- Burjan
- Coordinates: 44°40′50″N 21°13′38″E﻿ / ﻿44.68056°N 21.22722°E
- Country: Serbia
- District: Braničevo District
- City: Požarevac
- Time zone: UTC+1 (CET)
- • Summer (DST): UTC+2 (CEST)

= Burjan, Požarevac =

Burjan (Serbian Cyrillic: Бурјан) is a settlement in the municipality of Požarevac, Serbia. It was settled by the former residents of the village of Burjan near Požarevac, who, during the time of Prince Miloš Obrenović, settled in an uninhabited part of Požarevac and formed a settlement.

According to the 2002 census, Burjan has a population of 10,000 people.

==History==
The village of Burjan was once located between Požarevac and Dragovac. Even today, there is a stretch between these two settlements called Staro selo (Old Village). During the time of Prince Miloš, it was displaced and its inhabitants settled in Požarevac. The oldest part of Burjan are today's Stiška and Vlajka Pavlovića (Težačka) streets.

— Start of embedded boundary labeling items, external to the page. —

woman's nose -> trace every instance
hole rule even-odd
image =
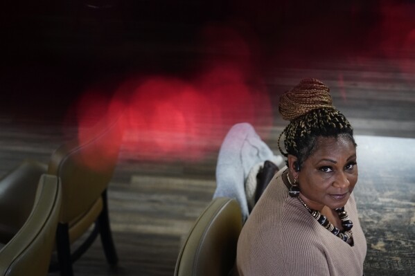
[[[333,186],[339,188],[345,188],[350,185],[350,182],[344,172],[337,172],[333,185]]]

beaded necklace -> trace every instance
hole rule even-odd
[[[290,176],[288,175],[288,172],[287,172],[287,179],[290,183],[290,185],[292,186],[291,183],[291,180],[290,179]],[[331,232],[334,235],[337,236],[343,241],[349,243],[351,241],[351,239],[353,237],[353,233],[351,232],[351,228],[353,227],[353,223],[348,218],[348,215],[347,212],[344,210],[344,207],[342,207],[340,208],[335,209],[335,211],[337,212],[339,215],[339,218],[342,221],[342,226],[343,226],[344,230],[340,231],[339,228],[333,226],[327,219],[326,216],[321,214],[319,211],[310,209],[307,204],[299,196],[299,194],[297,196],[299,199],[299,201],[303,204],[303,205],[307,209],[307,210],[311,214],[312,217],[317,220],[319,223],[323,226],[328,231]],[[350,243],[351,246],[352,243]]]
[[[351,229],[353,227],[353,223],[349,219],[347,212],[344,210],[344,207],[335,209],[335,211],[337,212],[339,218],[342,221],[342,226],[343,226],[343,229],[344,229],[343,231],[340,231],[339,228],[333,226],[328,219],[327,219],[326,216],[321,214],[319,211],[310,209],[301,197],[299,196],[297,199],[299,199],[299,201],[300,201],[306,209],[310,212],[312,217],[317,219],[319,223],[323,226],[326,229],[348,243],[349,241],[351,241],[349,240],[351,240],[353,237]]]

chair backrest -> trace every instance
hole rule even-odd
[[[121,117],[104,118],[52,154],[48,174],[58,176],[62,185],[60,222],[84,214],[108,186],[122,142],[121,121]]]
[[[0,250],[0,275],[46,275],[58,225],[62,187],[55,176],[43,174],[27,221]]]
[[[175,275],[227,275],[235,263],[241,229],[238,202],[214,199],[191,230],[179,254]]]

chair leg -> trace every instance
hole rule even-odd
[[[61,276],[73,276],[71,245],[67,223],[58,223],[56,231],[56,249]]]
[[[104,248],[104,252],[107,261],[111,265],[116,265],[118,263],[118,257],[116,254],[112,234],[111,233],[111,227],[109,225],[109,217],[108,215],[108,202],[107,198],[107,190],[103,192],[103,207],[101,213],[98,218],[100,235],[101,242]]]

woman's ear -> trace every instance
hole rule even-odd
[[[291,175],[293,176],[295,178],[297,178],[298,173],[300,171],[298,158],[297,158],[297,156],[294,156],[292,154],[288,154],[288,169],[290,170]]]

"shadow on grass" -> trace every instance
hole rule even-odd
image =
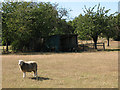
[[[43,81],[43,80],[51,80],[50,78],[46,78],[46,77],[30,77],[30,79],[32,80],[37,80],[37,81]]]
[[[105,49],[105,51],[120,51],[120,49]]]

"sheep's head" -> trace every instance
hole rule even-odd
[[[18,65],[22,66],[22,65],[23,65],[23,63],[24,63],[24,61],[23,61],[23,60],[19,60]]]

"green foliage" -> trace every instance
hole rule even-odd
[[[98,4],[97,11],[94,9],[97,5],[93,8],[86,8],[84,13],[85,15],[79,15],[77,19],[77,27],[75,33],[79,35],[80,39],[93,39],[95,48],[97,49],[97,40],[98,36],[105,30],[107,22],[106,15],[109,10],[105,10],[105,7],[100,7]]]
[[[69,32],[67,22],[62,20],[68,12],[58,9],[58,4],[3,2],[2,11],[3,43],[7,47],[11,44],[15,51],[40,50],[43,37]]]

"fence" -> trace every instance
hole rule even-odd
[[[102,46],[103,50],[105,50],[105,43],[97,43],[97,47],[98,46]],[[94,43],[79,44],[79,47],[82,47],[83,51],[85,51],[86,49],[95,49]]]

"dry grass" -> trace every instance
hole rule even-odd
[[[116,47],[117,42],[111,43]],[[22,78],[19,59],[37,61],[37,80],[32,78],[33,73]],[[118,87],[118,51],[2,55],[2,64],[3,88]]]

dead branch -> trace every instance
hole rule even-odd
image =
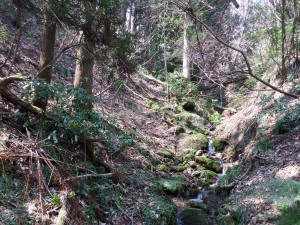
[[[263,83],[264,85],[272,88],[273,90],[279,92],[279,93],[282,93],[286,96],[289,96],[289,97],[292,97],[292,98],[299,98],[298,95],[294,95],[294,94],[291,94],[291,93],[287,93],[283,90],[280,90],[279,88],[271,85],[270,83],[264,81],[263,79],[261,79],[260,77],[254,75],[253,73],[253,70],[252,70],[252,67],[251,67],[251,64],[250,64],[250,61],[246,55],[246,53],[237,48],[237,47],[234,47],[232,45],[230,45],[229,43],[225,42],[221,37],[219,37],[209,26],[207,26],[205,23],[202,22],[202,20],[200,20],[191,10],[188,10],[184,5],[181,5],[180,3],[176,2],[176,1],[173,1],[175,5],[177,5],[177,7],[181,10],[183,10],[184,12],[188,13],[198,24],[200,24],[201,26],[203,26],[208,32],[209,34],[214,38],[216,39],[218,42],[220,42],[222,45],[240,53],[246,63],[246,66],[247,66],[247,74],[249,74],[251,77],[253,77],[254,79],[256,79],[257,81]]]
[[[19,109],[22,108],[22,109],[25,109],[26,111],[31,112],[35,115],[50,118],[49,116],[47,116],[45,114],[44,110],[30,104],[29,102],[23,101],[16,94],[14,94],[12,91],[9,90],[9,88],[7,86],[16,81],[17,82],[26,81],[26,79],[22,78],[22,77],[18,77],[18,76],[10,76],[7,78],[0,78],[0,95]]]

The current mala of Burjan was established on the western edge of Požarevac (in 1826), and before that it existed as a separate village, four kilometres west of Požarevac (on the midpoint between the village of Dragovac and the state property of Ljubičevo, between the Dragovački put street and the Resava river). After the collapse of the First Serbian Uprising in 1813, it was deserted, and later repopulated. After 1813, most people from the Zaječar area moved to Burjan (mainly from the village of Veliki Izvor). Burjan was moved to Požarevac by order of Prince Miloš so that the people of Burjan would be under the control of the town authorities. In addition, Prince Miloš wanted to enlarge Požarevac as his capital at the time.

The feast day of Burjan is the Feast of the Ascension.